Our conclusion is that all of the proceedings provided for in Sections 11565 and 11566, General Code, contemplate a previous filing of the bill as required by Section 11564, General Code, and the amendment to Section 11571, General Code, authorizing a stipulation such as the parties filed here does not affect the forty-day filing requirement. All three of the provisos added to Section 11571, General Code, as amended, were intended to facilitate and expedite, not delay, appellate procedure.

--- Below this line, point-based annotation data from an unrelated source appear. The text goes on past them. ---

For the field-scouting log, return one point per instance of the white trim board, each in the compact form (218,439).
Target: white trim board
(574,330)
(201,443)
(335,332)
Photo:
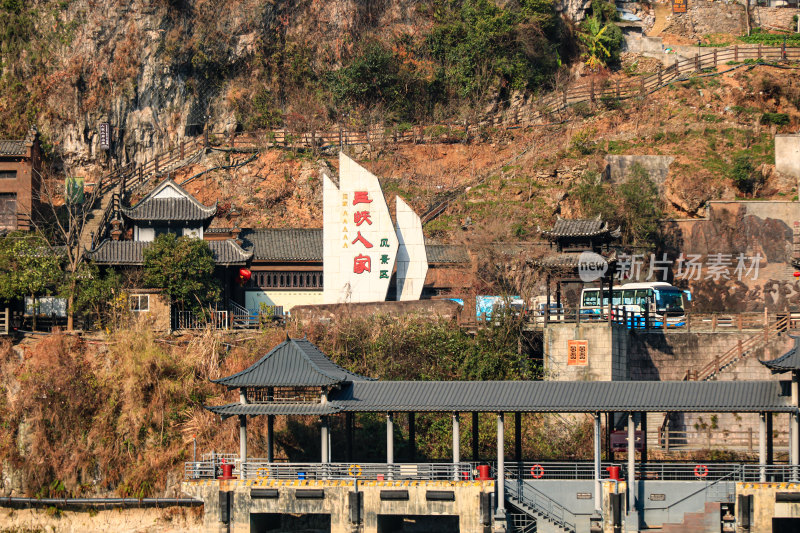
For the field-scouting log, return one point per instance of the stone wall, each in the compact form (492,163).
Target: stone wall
(787,155)
(432,308)
(335,501)
(654,356)
(753,229)
(777,18)
(607,357)
(618,167)
(703,18)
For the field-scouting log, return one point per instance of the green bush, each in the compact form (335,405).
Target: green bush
(779,119)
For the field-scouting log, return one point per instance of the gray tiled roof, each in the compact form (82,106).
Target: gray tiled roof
(293,363)
(788,361)
(564,396)
(166,209)
(289,244)
(577,228)
(227,252)
(564,261)
(13,147)
(110,252)
(304,244)
(277,408)
(446,253)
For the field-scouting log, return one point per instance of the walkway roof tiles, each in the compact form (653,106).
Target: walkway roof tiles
(564,396)
(788,361)
(293,363)
(252,409)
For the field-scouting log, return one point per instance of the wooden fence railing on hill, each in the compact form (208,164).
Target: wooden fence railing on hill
(535,111)
(131,176)
(741,350)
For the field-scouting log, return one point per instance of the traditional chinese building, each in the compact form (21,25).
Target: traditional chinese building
(287,265)
(581,253)
(20,163)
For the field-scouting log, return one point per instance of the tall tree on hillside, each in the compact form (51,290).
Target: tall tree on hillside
(28,267)
(184,268)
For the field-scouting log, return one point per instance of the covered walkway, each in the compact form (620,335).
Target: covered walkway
(296,378)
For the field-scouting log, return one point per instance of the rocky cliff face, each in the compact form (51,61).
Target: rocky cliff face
(158,71)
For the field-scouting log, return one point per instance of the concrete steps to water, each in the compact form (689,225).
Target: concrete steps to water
(706,522)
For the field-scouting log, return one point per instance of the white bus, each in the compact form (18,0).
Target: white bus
(657,299)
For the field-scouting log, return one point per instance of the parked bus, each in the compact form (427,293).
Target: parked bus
(657,299)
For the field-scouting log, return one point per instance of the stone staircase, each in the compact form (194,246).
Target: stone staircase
(550,516)
(132,178)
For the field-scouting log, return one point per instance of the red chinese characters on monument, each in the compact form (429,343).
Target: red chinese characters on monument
(361,264)
(359,217)
(361,197)
(360,238)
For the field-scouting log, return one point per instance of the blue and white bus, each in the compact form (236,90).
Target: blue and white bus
(657,299)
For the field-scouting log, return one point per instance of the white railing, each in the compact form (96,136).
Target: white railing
(263,469)
(190,320)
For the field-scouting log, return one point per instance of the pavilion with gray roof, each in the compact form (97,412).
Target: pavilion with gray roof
(296,378)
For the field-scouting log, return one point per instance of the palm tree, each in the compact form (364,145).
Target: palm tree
(596,41)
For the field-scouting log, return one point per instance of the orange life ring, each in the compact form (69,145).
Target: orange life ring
(701,471)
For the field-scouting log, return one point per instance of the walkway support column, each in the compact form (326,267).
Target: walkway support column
(632,524)
(242,441)
(456,439)
(598,492)
(412,435)
(242,432)
(500,514)
(270,438)
(762,447)
(795,426)
(475,436)
(324,438)
(348,422)
(389,438)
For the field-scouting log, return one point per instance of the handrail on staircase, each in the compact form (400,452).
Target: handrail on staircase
(741,350)
(551,510)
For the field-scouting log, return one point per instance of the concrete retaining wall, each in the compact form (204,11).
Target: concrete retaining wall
(335,502)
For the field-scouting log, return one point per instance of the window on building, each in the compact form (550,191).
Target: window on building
(139,303)
(8,211)
(285,280)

Appellant's reasoning for such extension of filing *Page 133 time, leads to its even more strained third claim, that when appellee took advantage of the privilege given it in the amended part of Section 11571, General Code, and stipulated to waive the signature of the trial judge and agreed that the bill "is a true bill of exceptions" it waived its right to object and is estopped to deny that the bill was not filed in time.
This leads to the conclusion that appellant could then take its own time to file the bill, a reductio ad absurdum. Surely such result was not intended by the Legislature, a result which would make possible delay and uncertainty in appellate practice. We think this amendment was intended to hasten the time when the record would be complete and ready to be "filed and considered" in the appellate court.
The policy of the law of Ohio is well expressed in the opinion of Long v. Newhouse, 57 Ohio St. 348. 366, 49 N.E. 79:
"Reason requires that the contents of a bill of exceptions should be determined in a reasonable time after the motion for a new trial had been overruled; and it is therefore contrary to the policy of the law to permit parties to extend the time for preparing and settling it beyond the time fixed by the statute."
The same "reason" applies with even greater force under the new law by which it is sought to make certain and expeditious appellate practice.
The motion to strike from the files the bill of exceptions is granted.
Turning now to the record remaining, the pleadings and entries as shown in the transcript, the appellant claims it appears from these that the trial court applied the wrong measure of damages and therefore the judgment must be reversed.
The action on which judgment was entered was one for fraud and deceit in representations made by defendant, whereby plaintiff claims to have lost $63,441 with interest. *Page 134
The finding and judgment was for $33,635.74. Without the evidence, it is not possible to tell how the court arrived at such amount, and it must be assumed the finding and judgment was correctly made and entered.
There appearing no error upon the record before the court, it can only affirm the judgment.
Judgment affirmed.
ROBERTS, J., concurs.
CARPENTER, J., of the Sixth Appellate District, sitting by designation in the Seventh Appellate District.